[New PS3 Teardown (8)] Overview of Main Board
Continued from [New PS3 Teardown (7)] Blu-ray Disc Device Gets Smaller
Finally, we took out the main board. Sandwiched by two metal plates, it looked like a Japanese sweet called "monaka," a bean-jam-filled wafer.
The upper metal plate is pierced with holes of various sizes. Especially, the portions located above the Cell microprocessor and the RSX graphics processor are largely cut out. Power consumption tends to be large at those parts, so they have to be efficiently cooled by the heatsink.
When we removed the two metal plates, the Cell and RSX drew our attention. Sony employed the 45nm Cell processor for the latest PS3 instead of the 65nm Cell, which is equipped in the former PS3 models. We believe that the company could develop the slimmer, smaller and lower power consumption PS3 due to the employment of the 45nm Cell.
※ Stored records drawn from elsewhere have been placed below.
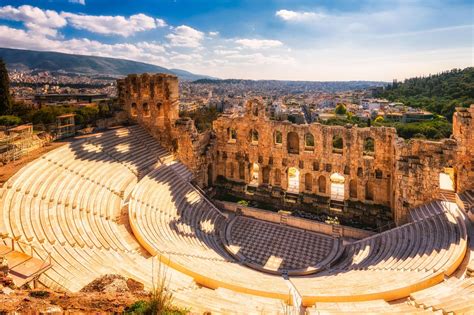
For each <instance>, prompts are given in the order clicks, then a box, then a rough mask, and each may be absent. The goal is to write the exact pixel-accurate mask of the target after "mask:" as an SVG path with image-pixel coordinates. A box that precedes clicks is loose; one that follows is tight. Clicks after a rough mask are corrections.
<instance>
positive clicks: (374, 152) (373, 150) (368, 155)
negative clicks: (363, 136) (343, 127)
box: [363, 137, 375, 156]
mask: <svg viewBox="0 0 474 315" xmlns="http://www.w3.org/2000/svg"><path fill="white" fill-rule="evenodd" d="M363 152H364V155H366V156H373V155H374V154H375V140H374V138H372V137H367V138H365V140H364V150H363Z"/></svg>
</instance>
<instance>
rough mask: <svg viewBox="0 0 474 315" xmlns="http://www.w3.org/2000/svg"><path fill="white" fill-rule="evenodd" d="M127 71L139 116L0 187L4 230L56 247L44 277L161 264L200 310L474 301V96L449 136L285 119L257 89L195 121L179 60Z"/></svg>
mask: <svg viewBox="0 0 474 315" xmlns="http://www.w3.org/2000/svg"><path fill="white" fill-rule="evenodd" d="M118 87H119V100H120V103H121V104H122V106H123V110H124V111H125V112H126V113H127V115H128V120H129V125H127V126H125V127H117V128H113V129H110V130H108V131H105V132H102V133H95V134H91V135H89V136H83V137H79V138H77V139H75V140H73V141H71V142H68V143H67V144H66V145H64V146H61V147H60V148H58V149H55V150H53V151H51V152H49V153H47V154H45V155H43V156H42V157H40V158H39V159H37V160H34V161H33V162H31V163H29V164H28V165H26V166H25V167H23V168H22V169H21V170H20V171H19V172H18V173H16V174H15V175H14V176H13V177H12V178H10V179H9V180H8V181H7V182H6V183H5V185H4V186H3V188H1V190H0V197H1V199H0V214H1V216H2V217H1V220H0V234H1V236H2V239H3V243H5V244H7V243H8V242H10V241H11V240H14V241H15V244H16V248H15V249H16V250H17V251H22V252H24V253H27V254H33V256H34V257H36V258H37V259H42V260H47V259H49V260H50V266H49V268H47V269H46V270H44V271H43V272H41V273H38V274H32V275H31V277H32V278H34V279H35V282H36V283H37V284H38V285H43V286H46V287H49V288H53V289H57V290H64V291H72V292H74V291H78V290H80V289H81V288H82V287H84V286H85V285H87V284H88V283H90V282H91V281H92V280H93V279H95V278H98V277H100V276H101V275H104V274H110V273H115V274H121V275H124V276H127V277H130V278H133V279H135V280H138V281H140V282H142V283H144V284H145V287H146V288H151V287H152V285H153V275H154V274H155V273H156V270H166V273H167V277H168V279H169V281H168V282H169V284H168V290H170V291H171V292H172V293H173V296H174V300H175V302H176V303H177V304H179V305H182V306H184V307H187V308H188V309H189V310H190V312H191V313H196V314H198V313H201V314H202V313H205V312H208V313H213V314H303V313H306V314H346V313H357V314H361V313H363V314H367V313H372V314H379V313H400V314H402V313H403V314H411V313H431V312H435V313H443V314H444V313H455V314H472V313H473V312H474V285H473V284H474V278H472V277H473V270H474V259H473V257H474V256H473V248H474V245H473V242H472V236H473V231H474V229H473V227H472V222H471V220H473V217H474V215H473V205H474V106H471V107H470V108H462V109H461V108H460V109H457V111H456V112H455V114H454V117H453V135H452V137H451V138H449V139H443V140H441V141H427V140H421V139H412V140H410V141H406V140H404V139H402V138H400V137H399V136H397V133H396V130H395V129H393V128H388V127H369V128H358V127H357V126H353V125H346V126H326V125H321V124H319V123H313V124H293V123H290V122H289V121H278V120H274V119H272V117H271V115H269V113H268V111H267V108H266V106H265V101H264V100H263V99H258V98H257V99H249V100H247V102H246V104H245V107H244V108H243V109H242V111H241V112H235V113H233V114H221V115H220V116H219V117H218V118H217V120H215V121H214V122H213V125H212V128H211V130H208V131H204V132H198V130H197V129H196V127H195V125H194V121H193V120H191V119H190V118H180V115H179V90H178V79H177V78H176V77H175V76H172V75H166V74H156V75H150V74H143V75H129V76H128V77H126V78H125V79H122V80H119V81H118ZM232 200H234V201H238V200H246V201H250V202H255V203H256V204H261V205H264V207H261V208H257V207H249V206H247V204H246V203H241V202H239V203H237V202H233V201H232ZM263 208H264V209H263ZM302 214H308V216H305V215H302ZM311 215H312V216H314V217H322V216H324V217H325V218H335V217H337V218H338V220H339V221H338V222H332V221H330V220H329V221H327V220H326V221H325V220H314V219H311V218H310V217H311Z"/></svg>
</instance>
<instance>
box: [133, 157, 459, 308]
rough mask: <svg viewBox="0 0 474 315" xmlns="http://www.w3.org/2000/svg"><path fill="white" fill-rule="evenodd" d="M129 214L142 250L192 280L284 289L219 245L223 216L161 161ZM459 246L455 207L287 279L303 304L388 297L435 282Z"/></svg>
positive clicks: (252, 289) (196, 280)
mask: <svg viewBox="0 0 474 315" xmlns="http://www.w3.org/2000/svg"><path fill="white" fill-rule="evenodd" d="M129 215H130V221H131V225H132V228H133V231H134V233H135V235H136V236H137V238H138V240H139V242H140V243H141V244H142V245H143V246H144V247H145V248H146V249H147V250H148V251H150V252H151V253H152V254H153V255H155V254H156V255H159V256H161V257H162V260H163V261H164V262H166V263H167V264H169V265H170V266H172V267H173V268H175V269H177V270H179V271H181V272H183V273H186V274H188V275H190V276H192V277H193V278H194V279H195V280H196V281H197V282H199V283H202V284H204V285H207V286H210V287H224V288H230V289H234V290H237V291H241V292H247V293H252V294H257V295H262V296H270V297H275V298H281V297H282V295H283V293H284V291H285V290H286V288H285V287H284V285H283V283H282V281H280V279H278V278H276V277H272V278H269V279H266V278H264V276H263V275H262V274H259V273H253V272H250V271H249V270H247V269H245V268H242V266H240V265H238V264H236V263H235V261H234V260H233V258H232V257H229V256H228V255H227V253H225V252H223V250H222V247H223V244H221V242H220V239H219V236H218V235H219V233H221V232H219V230H222V229H223V223H224V218H223V216H222V215H221V214H220V213H219V212H218V211H216V210H215V209H214V208H213V207H212V205H211V204H210V203H208V202H207V201H206V200H205V199H204V198H202V197H201V196H200V195H199V194H198V193H197V192H196V191H195V190H194V189H193V188H192V187H191V186H190V185H188V184H187V183H185V182H183V181H180V180H179V179H178V178H176V176H175V174H174V173H173V172H172V170H170V169H169V168H167V167H165V166H163V167H160V168H158V169H156V170H155V171H154V172H152V173H151V174H149V175H148V176H146V177H145V178H143V179H142V180H141V181H140V182H139V183H138V185H137V186H136V187H135V189H134V191H133V192H132V196H131V201H130V207H129ZM268 237H269V238H270V237H271V236H268ZM466 246H467V233H466V228H465V226H464V222H463V220H462V218H461V217H460V216H459V213H458V212H457V210H455V209H454V210H442V211H440V212H439V213H438V214H435V215H432V216H427V217H423V218H421V219H420V220H417V221H415V222H413V223H409V224H406V225H404V226H401V227H398V228H395V229H393V230H390V231H386V232H384V233H381V234H378V235H375V236H372V237H369V238H366V239H364V240H362V241H358V242H354V243H352V244H349V245H347V246H345V249H344V252H343V254H342V255H341V258H340V259H338V260H337V261H336V262H335V263H334V264H333V265H332V267H331V268H329V269H328V270H326V271H324V272H321V273H318V274H314V275H311V276H305V277H291V278H290V280H291V281H292V283H293V285H294V286H295V287H296V289H297V290H298V291H299V292H300V294H301V296H302V299H303V304H304V305H306V306H311V305H313V304H314V303H315V302H317V301H361V300H372V299H386V300H393V299H397V298H402V297H407V296H408V295H409V294H410V293H412V292H414V291H416V290H419V289H422V288H426V287H429V286H432V285H434V284H436V283H438V282H440V281H442V280H443V277H444V276H445V275H450V274H451V273H452V272H453V271H454V270H455V269H456V268H457V266H458V265H459V264H460V262H461V261H462V259H463V257H464V254H465V251H466ZM280 287H281V289H280Z"/></svg>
According to its catalog, the power consumption of the latest PS3 is about 250W, 30W lower than that of the former models.
The heat spreader of the RSX could be easily removed, but that of the Cell could not. Actually, we almost gave it up.
When examining the area surrounding the Cell, we noticed that there was no Proadlizer, a four-terminal decoupling capacitor developed by NEC Tokin Corp. The former PS3 models are equipped with a total of four Proadlizers on the top and bottom surfaces of the main board for the Cell.
For the new PS3, Sony instead used a conductive polymer aluminum capacitor, a laminated ceramic capacitor and so forth.
Near the plug connected to the power supply module, a wireless module is embedded. When a metal plate was removed from the module, there was a chip printed with "MARVELL." It seemingly supports both wireless LAN and Bluetooth with one chip.